قُلْ هٰذِه۪ سَب۪يل۪ٓي 

 

Ayet istînâfiyye olarak fasılla gelmiştir. Emir üslubunda talebî inşâî isnaddır.  

قُلْ  fiilinin mekulü’l-kavli ise sübut ifade eden isim cümlesi formunda gelmiştir. Mübteda ve haberden müteşekkil, faide-i haber ibtidaî kelamdır. Müsnedün ileyhin işaret ism-i  هٰذَا ile marife olması, işaret edilenin önemini belirtmek amacına matuftur. Müsned az sözle çok anlam ifade yollarından biri olan izafetle marife olmuştur. 
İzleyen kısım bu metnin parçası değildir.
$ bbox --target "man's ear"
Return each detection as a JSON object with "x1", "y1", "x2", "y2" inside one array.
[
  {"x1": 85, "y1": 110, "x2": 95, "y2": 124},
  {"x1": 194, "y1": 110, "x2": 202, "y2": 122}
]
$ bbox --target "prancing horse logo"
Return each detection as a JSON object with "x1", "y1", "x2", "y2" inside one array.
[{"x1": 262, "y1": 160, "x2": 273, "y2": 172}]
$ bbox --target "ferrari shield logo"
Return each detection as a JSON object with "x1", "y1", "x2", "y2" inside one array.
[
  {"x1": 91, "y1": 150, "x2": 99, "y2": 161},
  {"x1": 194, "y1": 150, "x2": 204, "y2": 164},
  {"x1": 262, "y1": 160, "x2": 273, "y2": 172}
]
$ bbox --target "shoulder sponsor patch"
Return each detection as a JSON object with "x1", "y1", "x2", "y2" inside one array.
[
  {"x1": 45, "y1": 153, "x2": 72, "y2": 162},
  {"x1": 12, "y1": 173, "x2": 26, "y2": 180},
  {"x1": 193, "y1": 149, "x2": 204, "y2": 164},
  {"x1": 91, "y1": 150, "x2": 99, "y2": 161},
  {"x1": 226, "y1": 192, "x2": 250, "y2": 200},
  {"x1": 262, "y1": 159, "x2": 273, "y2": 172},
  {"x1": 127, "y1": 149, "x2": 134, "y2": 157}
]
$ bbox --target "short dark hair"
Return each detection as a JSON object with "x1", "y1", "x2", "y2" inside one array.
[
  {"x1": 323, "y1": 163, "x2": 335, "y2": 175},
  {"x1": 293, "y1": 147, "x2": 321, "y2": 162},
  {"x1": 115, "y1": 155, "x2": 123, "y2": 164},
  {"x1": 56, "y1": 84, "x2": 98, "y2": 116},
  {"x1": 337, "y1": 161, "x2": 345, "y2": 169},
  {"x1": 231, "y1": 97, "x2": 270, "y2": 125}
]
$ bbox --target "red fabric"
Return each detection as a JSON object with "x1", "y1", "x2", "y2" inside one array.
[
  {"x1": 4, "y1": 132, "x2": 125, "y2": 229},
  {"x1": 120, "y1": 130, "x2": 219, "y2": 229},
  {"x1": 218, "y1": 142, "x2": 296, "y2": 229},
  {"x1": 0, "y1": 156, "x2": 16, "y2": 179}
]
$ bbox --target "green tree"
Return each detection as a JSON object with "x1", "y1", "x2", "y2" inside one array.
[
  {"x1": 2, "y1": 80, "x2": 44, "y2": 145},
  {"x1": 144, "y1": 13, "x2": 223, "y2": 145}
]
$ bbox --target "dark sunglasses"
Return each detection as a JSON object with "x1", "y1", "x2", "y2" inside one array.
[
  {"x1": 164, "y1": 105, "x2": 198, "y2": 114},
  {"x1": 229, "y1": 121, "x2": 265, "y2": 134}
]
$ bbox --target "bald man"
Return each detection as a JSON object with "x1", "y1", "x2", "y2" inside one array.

Bu ayeti oluşturan cümleler Rabbinden kendisine söylenen her sözü iletmesini ifade eden  قُلْ  emri ile başlamıştır. Ayetin başında bu emrin bulunması mekûlü’l-kavlin Allah katında bir önemi ve şanı ciddiyeti bulunduğuna işaret eder. (Muhammed Ebu Musa, Hâ-Mîm Sureleri Belâgî Tefsiri Ahkâf Suresi 9)

İşaret isminde istiare vardır.  هٰذِه۪  ile Allah’ın dini anlamındaki  سَب۪يل۪ٓي ’ye işaret edilmiştir. Bilindiği gibi işaret ismi mahsus şeyler için kullanılır. Ama burada olduğu gibi aklî şeyler için kullanıldığında istiare olur. Câmi’; her ikisinde de “vücudun tahakkuku”dur.

سَب۪يل۪ٓ  kelimesi din manasında istiaredir. Sebil kelimesi yol demektir. Hedefe ulaştırmak bakımından benzer oldukları için din, yola benzetilmiştir. Müşebbeh (müstearun leh) hazf edilmiş müstearun minh kalmıştır. (Fatma Serap Karamollaoğlu, Kur’an Işığında Belâgat Dersleri Beyân İlmi)

[Sırat kelimesinin açıklaması])

هٰذِه۪ سَب۪يل۪ٓي  ifadesinde farklı bir bakış açısıyla düşünüldüğünde sebep-müsebbep alakasıyla mecaz-ı mürsel olduğu da söylenebilir. Allah'a giden sebepler aramaya işaret eder. 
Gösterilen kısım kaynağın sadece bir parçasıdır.